The end result should look something similar to this.
![Run Configuration](/images/intellij/intellij-config.png)
Save and you can run or debug `pio train` with the new configuration!
### Simulating `pio deploy`
For `pio deploy`, simply duplicate the previous configuration and replace with
the following.
```
Main class: io.prediction.workflow.CreateServer
Program Arguments: --engineInstanceId **replace_with_the_id_from_pio_train**
```
### Executing a Query
You can execute a query with the correct SDK. For a recommender that has been
trained with the sample MovieLens dataset perhaps the easiest query is a curl
one. Start by running or debuging your `deploy` config so the service is
waiting for the query. Then go to the "Terminal" tab at the very bottom of the
IDEA window and enter the curl request:
```$ curl -H "Content-Type: application/json" -d '{ "user": "1", "num": 4 }' http://localhost:8000/queries.json```
This should return something like:
```
{"itemScores":[
{"item":"52","score":9.582509402541834},
{"item":"95","score":8.017236650368387},
{"item":"89","score":6.975951244053634},
{"item":"34","score":6.857457277981334}
]}
```
INFO: If you hit a breakpoint you are likely to get a connection timeout. To see
the data that would have been returned, just place a breakpoint where the
response is created or run the query with no breakpoints.

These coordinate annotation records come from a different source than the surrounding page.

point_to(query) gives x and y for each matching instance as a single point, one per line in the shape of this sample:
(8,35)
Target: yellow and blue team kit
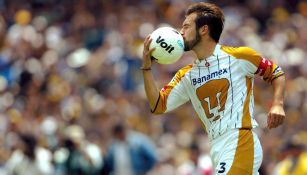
(220,89)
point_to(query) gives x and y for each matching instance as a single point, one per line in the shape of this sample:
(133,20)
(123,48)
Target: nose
(181,32)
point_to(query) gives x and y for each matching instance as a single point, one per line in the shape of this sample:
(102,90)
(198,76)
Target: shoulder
(239,52)
(243,53)
(182,71)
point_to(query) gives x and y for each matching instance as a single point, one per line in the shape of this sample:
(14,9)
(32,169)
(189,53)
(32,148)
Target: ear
(204,30)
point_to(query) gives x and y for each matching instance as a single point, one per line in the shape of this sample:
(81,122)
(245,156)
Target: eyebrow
(185,24)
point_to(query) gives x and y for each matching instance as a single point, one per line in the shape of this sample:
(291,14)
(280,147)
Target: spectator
(294,160)
(131,153)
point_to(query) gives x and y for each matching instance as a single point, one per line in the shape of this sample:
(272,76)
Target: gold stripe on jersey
(244,156)
(244,53)
(165,91)
(271,72)
(246,119)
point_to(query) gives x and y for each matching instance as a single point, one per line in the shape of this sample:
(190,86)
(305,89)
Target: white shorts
(236,152)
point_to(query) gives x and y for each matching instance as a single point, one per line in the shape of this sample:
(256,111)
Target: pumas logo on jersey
(209,76)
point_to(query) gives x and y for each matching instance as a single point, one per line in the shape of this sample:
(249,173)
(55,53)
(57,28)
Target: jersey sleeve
(252,63)
(172,95)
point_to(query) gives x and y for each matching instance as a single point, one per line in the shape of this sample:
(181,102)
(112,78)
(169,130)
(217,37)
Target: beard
(188,45)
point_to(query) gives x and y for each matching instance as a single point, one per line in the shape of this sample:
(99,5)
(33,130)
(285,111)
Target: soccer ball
(168,44)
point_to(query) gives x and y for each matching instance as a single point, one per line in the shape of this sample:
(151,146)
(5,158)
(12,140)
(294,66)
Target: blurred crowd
(72,100)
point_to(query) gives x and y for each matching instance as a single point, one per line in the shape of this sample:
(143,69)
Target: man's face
(189,33)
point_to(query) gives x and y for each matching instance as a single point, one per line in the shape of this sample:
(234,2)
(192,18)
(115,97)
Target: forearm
(279,90)
(151,89)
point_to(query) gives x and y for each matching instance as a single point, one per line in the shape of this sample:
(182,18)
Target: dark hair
(210,15)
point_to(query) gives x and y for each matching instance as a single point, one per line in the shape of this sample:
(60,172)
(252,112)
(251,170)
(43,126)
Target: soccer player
(219,84)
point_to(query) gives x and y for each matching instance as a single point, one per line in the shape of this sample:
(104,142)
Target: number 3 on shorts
(222,167)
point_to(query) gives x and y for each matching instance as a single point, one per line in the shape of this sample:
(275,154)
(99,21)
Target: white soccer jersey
(220,88)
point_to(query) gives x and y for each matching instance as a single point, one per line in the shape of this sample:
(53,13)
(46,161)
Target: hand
(147,53)
(276,116)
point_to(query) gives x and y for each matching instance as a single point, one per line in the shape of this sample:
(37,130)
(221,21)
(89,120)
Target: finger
(280,120)
(272,123)
(151,50)
(147,43)
(269,121)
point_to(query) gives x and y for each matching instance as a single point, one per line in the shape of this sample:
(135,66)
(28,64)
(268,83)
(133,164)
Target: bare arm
(151,89)
(277,114)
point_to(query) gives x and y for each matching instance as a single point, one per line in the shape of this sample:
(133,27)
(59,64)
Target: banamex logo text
(168,47)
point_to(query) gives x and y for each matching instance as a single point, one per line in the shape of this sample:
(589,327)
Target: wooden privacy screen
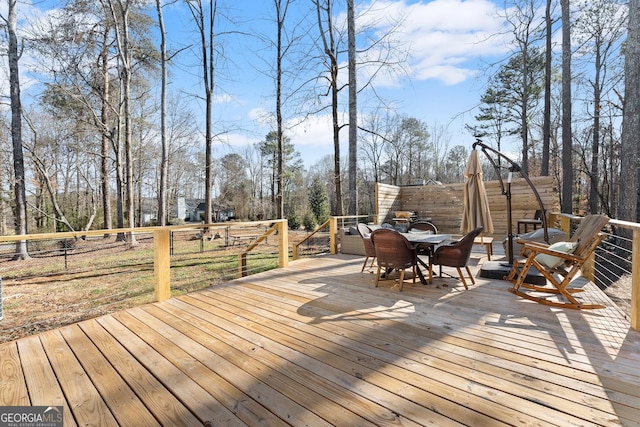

## Loading a Template Into Intellij IDEA
To customize an existing [template](http://templates.prediction.io) using Intellij IDEA, first pull it from the template gallery:
```bash
$ pio template get <Template Source> <New Engine Directory>
```
Now, before opening the template with Intellij, run the following command in the new engine template directory
```bash
$ pio build
```
This should update the pioVersion key in SBT to the version of PredictionIO you have installed, so that Intellij loads the correct JARS via its Auto-Import feature. Now, you can go ahead and open the file `build.sbt` with Intellij IDEA. You are now ready to [customize](/customize/) your new engine template.